Are “natural” air fresheners any safer?
• Not necessarily. All air fresheners tested—even those advertised as “natural,” “green,” “organic,” or with essential
oils—emitted chemicals classified as toxic or hazardous, including some with no safe exposure level.
• Emissions of toxic chemicals from “natural” air fresheners were not significantly different from other brands.
• Claims of “natural,” “green,” or “organic” are unregulated and undefined, and typically used for marketing.
Do air fresheners clean the air?
• No. Scented air fresheners and deodorizers are not designed to clean or purify the air.
• But they do add potentially hazardous chemicals to the air we breathe, and worsen air quality.
Do air fresheners pose liability risks?
• Yes. The use of a single air freshener can violate the Americans with Disabilities Act, because people who suffer
disabling health effects from air fresheners cannot access the facility (such as a restroom).
• People can have seizures, asthma attacks, or lose consciousness if exposed to air fresheners, also a liability risk.
What can we do?
• Use ventilation instead of air fresheners. Remove sources of odors rather than mask with chemicals.
• Speak up. Ask facilities managers to remove or disconnect their air fresheners.

Dr. Anne Steinemann
www.drsteinemann.com
References: Steinemann AC. Fragranced consumer products and undisclosed ingredients. Environ Impact Assess Rev 2009;29(1):32-38; Steinemann AC, MacGregor IC,
Gordon SM, Gallagher LG, Davis AL, Ribeiro DS, Wallace LA. Fragranced consumer products: Chemicals emitted; ingredients unlisted. Environ Impact Assess Rev (in
press, 2010); Caress SM, Steinemann AC. Prevalence of fragrance sensitivity in the American population.
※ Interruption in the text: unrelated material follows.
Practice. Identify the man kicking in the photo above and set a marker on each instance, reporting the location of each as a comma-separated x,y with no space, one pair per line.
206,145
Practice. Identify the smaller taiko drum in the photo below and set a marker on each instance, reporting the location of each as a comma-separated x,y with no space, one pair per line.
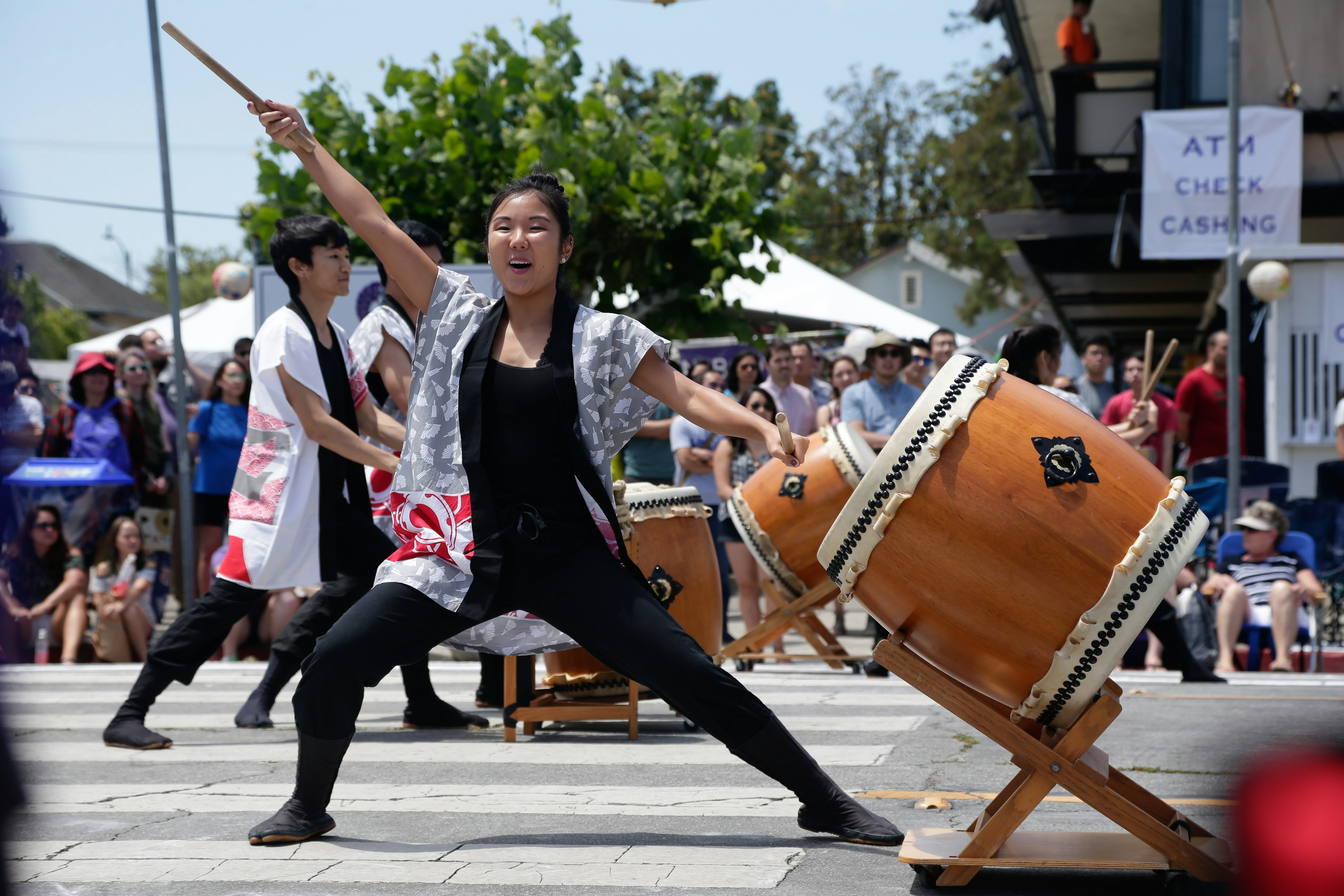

J Environ Health 2009;71(7):46-50; Environmental Protection
Agency. Prioritized chronic dose-response values for screening risk assessments, Table 1, June 12, 2007; Nazaroff WW, Weschler CJ. Cleaning products and air
fresheners: exposure to primary and secondary air pollutants. Atmos Environ 2004;38(18):2841–65; TOXNET. United States National Library of Medicine.